Seorang teman yang masih kontrak rumah, pekerjaan suami yang pegawai biasa, berupaya sungguh-sungguh memasukkan anaknya ke sekolah Islam.
"Ya, bagi kami pendidikan anak yang paling penting, Mbak. Kita bekerja mati-matian buat apa. Jadi selama kami masih mampu menyekolahkan anak ke sekolah yang baik, maka hal-hal lain tidak terlalu kami pikirkan. Dan sekolah ini saya anggap cocok dengan visi saya, mendidik anak dengan kasih sayang dan dengan model pembiasaan."
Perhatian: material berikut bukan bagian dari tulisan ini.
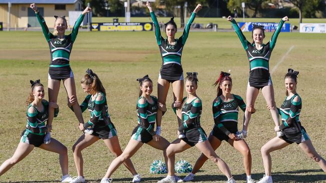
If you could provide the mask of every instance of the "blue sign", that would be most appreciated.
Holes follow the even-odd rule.
[[[266,32],[274,32],[277,28],[278,23],[273,22],[240,22],[239,26],[242,32],[251,32],[253,28],[253,24],[257,24],[258,26],[264,26],[264,28]],[[290,24],[285,23],[281,28],[281,32],[291,32],[291,24]]]

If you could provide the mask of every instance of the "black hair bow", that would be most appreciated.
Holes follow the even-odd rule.
[[[95,80],[95,78],[94,76],[94,73],[93,73],[93,70],[90,70],[89,68],[87,68],[87,70],[86,70],[86,73],[88,76],[89,76],[90,77],[91,77],[91,78],[93,80]]]
[[[40,80],[37,80],[35,81],[33,81],[33,80],[30,80],[30,82],[31,82],[31,84],[32,84],[32,86],[31,86],[31,88],[33,88],[33,86],[34,85],[35,85],[35,84],[36,84],[41,83]]]
[[[257,24],[252,24],[252,26],[253,29],[258,28],[261,28],[264,30],[266,30],[265,28],[264,28],[264,26],[259,26],[257,25]]]
[[[148,77],[148,74],[146,74],[146,76],[144,76],[141,78],[138,78],[136,80],[137,82],[141,82],[142,80],[147,78],[149,78],[149,77]]]
[[[295,71],[292,68],[288,68],[287,69],[287,73],[291,73],[293,74],[294,75],[297,76],[299,74],[299,72],[298,71]]]

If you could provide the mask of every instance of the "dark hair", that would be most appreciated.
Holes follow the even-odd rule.
[[[27,106],[29,105],[34,100],[34,96],[33,94],[33,92],[34,90],[34,88],[37,86],[42,86],[44,88],[43,84],[42,84],[40,82],[40,80],[36,80],[36,81],[33,81],[31,80],[30,81],[31,82],[31,92],[30,92],[30,95],[28,96],[27,100],[26,100],[26,104]]]
[[[140,86],[141,86],[144,82],[151,82],[152,84],[153,84],[153,82],[152,82],[151,80],[150,80],[150,78],[148,77],[148,75],[146,75],[141,78],[138,78],[136,80],[139,82]],[[139,89],[139,96],[141,96],[141,94],[142,94],[142,91],[141,90]]]
[[[105,88],[103,86],[101,80],[100,80],[100,78],[98,78],[98,76],[96,74],[93,72],[92,70],[88,68],[86,70],[86,74],[83,76],[80,80],[80,83],[91,86],[92,88],[90,92],[91,94],[99,92],[106,96]]]
[[[232,84],[232,78],[230,76],[231,74],[228,72],[225,72],[223,71],[221,72],[219,78],[217,78],[217,80],[215,82],[215,83],[214,84],[214,86],[216,86],[217,85],[219,86],[222,84],[222,83],[225,80],[229,80],[231,82],[231,84]],[[217,96],[220,96],[222,94],[223,92],[222,89],[220,87],[217,88]]]
[[[298,71],[295,71],[292,68],[288,68],[287,69],[287,73],[285,74],[284,76],[284,80],[285,80],[286,78],[289,78],[294,81],[294,82],[296,82],[296,78],[298,78],[298,74],[299,74],[299,72]],[[295,86],[296,87],[296,86]],[[288,96],[289,95],[289,92],[286,90],[285,92],[285,94],[286,96]]]
[[[197,75],[198,72],[187,72],[187,76],[185,78],[185,80],[188,80],[191,82],[195,82],[196,85],[197,85],[197,82],[198,82],[198,78],[197,78]]]
[[[164,24],[166,26],[166,28],[164,29],[164,31],[166,31],[166,30],[167,30],[167,26],[168,26],[168,25],[169,24],[172,24],[172,26],[174,26],[174,27],[176,28],[176,30],[177,30],[177,24],[175,22],[174,19],[175,19],[174,16],[171,17],[171,19],[170,19],[170,20],[168,22],[167,24]]]

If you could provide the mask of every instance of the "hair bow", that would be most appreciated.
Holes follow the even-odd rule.
[[[265,28],[264,28],[264,26],[259,26],[257,25],[257,24],[252,24],[252,26],[254,29],[256,28],[262,28],[264,30],[266,30]]]
[[[149,78],[148,77],[148,74],[146,74],[144,76],[141,78],[138,78],[136,80],[137,82],[141,82],[142,80],[145,80],[145,78]]]
[[[295,75],[297,76],[299,74],[299,72],[298,71],[295,71],[292,68],[288,68],[287,69],[287,73],[292,73]]]
[[[88,76],[89,76],[90,77],[91,77],[91,78],[93,80],[95,80],[95,78],[94,77],[94,73],[93,73],[93,70],[90,70],[89,68],[87,68],[87,70],[86,70],[86,73]]]
[[[33,80],[30,80],[30,82],[31,82],[31,84],[32,86],[31,86],[31,88],[33,88],[33,86],[35,85],[35,84],[38,84],[38,83],[41,83],[41,82],[40,80],[37,80],[35,81],[33,81]]]

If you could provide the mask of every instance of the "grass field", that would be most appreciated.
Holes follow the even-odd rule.
[[[149,20],[148,18],[148,20]],[[226,20],[225,20],[226,21]],[[178,32],[180,35],[182,32]],[[249,32],[245,32],[250,38]],[[267,32],[265,41],[271,34]],[[0,163],[13,154],[24,130],[27,106],[24,104],[29,90],[30,80],[40,78],[46,88],[49,53],[41,32],[0,32]],[[283,76],[289,68],[299,70],[297,92],[302,99],[300,120],[312,139],[315,148],[326,158],[326,110],[324,78],[326,78],[326,34],[281,32],[270,60],[271,70],[281,60],[289,48],[293,49],[272,75],[275,100],[279,106],[285,96]],[[79,84],[87,68],[97,73],[108,96],[109,114],[118,133],[120,145],[124,148],[131,130],[136,125],[135,106],[138,94],[136,78],[148,74],[156,80],[161,58],[153,32],[80,32],[71,56],[77,96],[82,101],[86,94]],[[212,84],[221,70],[231,70],[233,79],[232,92],[245,98],[248,76],[246,54],[234,32],[191,32],[183,52],[185,72],[199,72],[198,96],[203,101],[201,122],[207,134],[213,125],[211,104],[216,90]],[[154,83],[153,95],[156,95]],[[46,98],[47,98],[47,92]],[[59,116],[53,122],[52,137],[68,148],[70,174],[76,176],[71,148],[82,134],[77,120],[66,105],[67,94],[62,86],[58,98]],[[167,106],[172,100],[168,95]],[[256,103],[257,112],[252,116],[248,137],[252,162],[252,177],[257,180],[264,174],[260,148],[274,137],[273,122],[261,94]],[[84,113],[84,120],[89,118]],[[243,113],[239,112],[239,119]],[[162,136],[171,142],[176,138],[177,122],[169,108],[162,122]],[[241,122],[241,120],[239,120]],[[242,122],[239,122],[241,129]],[[230,166],[236,180],[245,182],[242,158],[239,152],[225,142],[217,151]],[[101,140],[82,152],[84,172],[88,182],[99,182],[114,158]],[[195,148],[178,154],[194,164],[200,154]],[[296,144],[271,154],[272,176],[275,182],[326,182],[326,174],[308,158]],[[144,144],[132,158],[142,182],[155,182],[164,175],[150,174],[149,167],[153,160],[162,158],[162,152]],[[184,176],[185,174],[181,174]],[[61,170],[57,154],[36,148],[26,158],[0,177],[0,182],[48,182],[60,180]],[[123,166],[113,175],[114,182],[128,182],[131,175]],[[207,162],[195,176],[201,182],[223,182],[226,178],[213,163]]]
[[[93,22],[113,22],[113,18],[116,18],[113,17],[93,17],[92,20]],[[124,22],[124,17],[118,17],[119,21],[120,22]],[[187,20],[189,18],[188,17]],[[282,17],[279,18],[246,18],[245,20],[246,22],[272,22],[278,23]],[[166,23],[170,20],[170,17],[158,17],[157,20],[158,21],[162,21]],[[235,18],[237,22],[243,22],[242,18]],[[178,26],[180,26],[180,18],[176,17],[175,21],[177,22]],[[151,22],[151,18],[150,16],[148,17],[131,17],[130,18],[130,22]],[[219,28],[231,28],[231,26],[230,22],[226,20],[226,18],[202,18],[197,17],[194,21],[195,23],[203,24],[204,26],[206,26],[209,23],[217,24]],[[296,26],[300,28],[299,24],[299,18],[290,18],[290,22],[287,23],[292,24],[292,26]],[[325,23],[326,22],[326,18],[303,18],[302,19],[302,23]]]

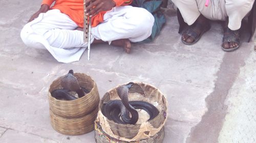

Tetapi pernahkah kita dan sekolah Islam itu merenungkan. Seorang ustadz muda yang bekerja hanya di jalan dakwah, membina sebuah panti asuhan Islam dengan penghasilan yang relatif kecil (meskipun beliau dan istrinya tak pernah lepas berucap syukur), bertempat tinggal di dekat sekolah Islam favorit itu. Beliau pernah punya keinginan menyekolahkan anaknya ke sekolah itu tentu saja, tetapi itu adalah hal yang kemudian beliau buang jauh. Anaknya cukup bersekolah di TK kampung dan Madrasah kampung.
Seandainya saja sekolah Islam menyisihkan kuota kursinya untuk anak-anak ustadz seperti ini, dan seandainya saja orang tua murid sedikit membayar lebih untuk subsidi kuota itu, maka anak ustadz akan dapat juga menikmati sekolah Islam dengan fasilitas yang cukup baik, dan tentu saja kesinambungan antara pendidikan di sekolah dan di rumah akan tetap terjamin. Artinya insya Allah apa yang diupayakan ustadz/ustadzah di sekolah Islam tidak sia-sia.